Let us plot the original data together with the predicted points and the confidence limits:
txt = "Original data + prediction + CI"
plot(x, y, col = "red", pch = 18, main = txt, xlim = c(-2, 6), ylim = c(min(pdout[,"lwr"]), max(pdout[,"upr"])))
lines(to_predict[,1], pdout[,"fit"], col = "blue", lwd = 1.8, lty = 2)
lines(to_predict[,1], pdout[,"lwr"], col = "green", lwd = 1.8, lty = 3)
lines(to_predict[,1], pdout[,"upr"], col = "green", lwd = 1.8, lty = 3)

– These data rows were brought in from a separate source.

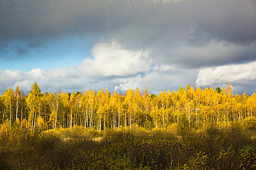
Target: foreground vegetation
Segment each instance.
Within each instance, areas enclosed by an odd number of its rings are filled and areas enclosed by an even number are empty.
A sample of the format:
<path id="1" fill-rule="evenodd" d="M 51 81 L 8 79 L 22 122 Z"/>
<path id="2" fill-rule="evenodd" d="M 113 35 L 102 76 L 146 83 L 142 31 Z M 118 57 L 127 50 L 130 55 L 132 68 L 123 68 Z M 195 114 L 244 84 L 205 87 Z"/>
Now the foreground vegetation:
<path id="1" fill-rule="evenodd" d="M 205 129 L 133 125 L 97 131 L 74 126 L 40 132 L 1 126 L 0 169 L 255 169 L 255 131 L 239 122 Z M 28 133 L 26 133 L 28 132 Z"/>
<path id="2" fill-rule="evenodd" d="M 256 95 L 188 84 L 0 96 L 0 169 L 256 169 Z"/>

For this example, the confidence limits are very narrow, which
already can be seen in the output of the head
-command
above. This is caused by the large number of available data points and
the weak noise.
Let us try out an example with fewer data points and stronger noise:
Now create only 15 data points and increase the standard deviation of the noise term:
set.seed(888)
x = runif(15, min = -1, max = 5) # create 15 uniformly distributed numbers
y = x^3 - 5*x^2 + 2*x - 1 + rnorm(length(x), 0, 2.5) # a third order polynomial with noise
dat3 = data.frame(y = y, x = x) # observed data
We build the model using lm
and make the prediction at
many intermediate points, and at some points outside the original
range:
fit = lm(y ~ x + I(x^2) + I(x^3)) # build the model
to_predict <- data.frame(x = seq(-2, 6, 0.01)) # points to predict
pdout <- predict(fit, newdata = to_predict, interval = "confidence") # prediction
We plot original data, prediction, and confidence limits:
txt = "Original data + prediction + CI"
plot(x, y, col = "red", pch = 18, main = txt, xlim = c(-2, 6), ylim = c(min(pdout[,"lwr"]), max(pdout[,"upr"])))
lines(to_predict[,1], pdout[,"fit"], col = "blue", lwd = 1.8, lty = 2)
lines(to_predict[,1], pdout[,"lwr"], col = "green", lwd = 1.8, lty = 3)
lines(to_predict[,1], pdout[,"upr"], col = "green", lwd = 1.8, lty = 3)
We see that the confidence intervals are wider now. They are largest outside the range of the original data and smallest where many observations are located.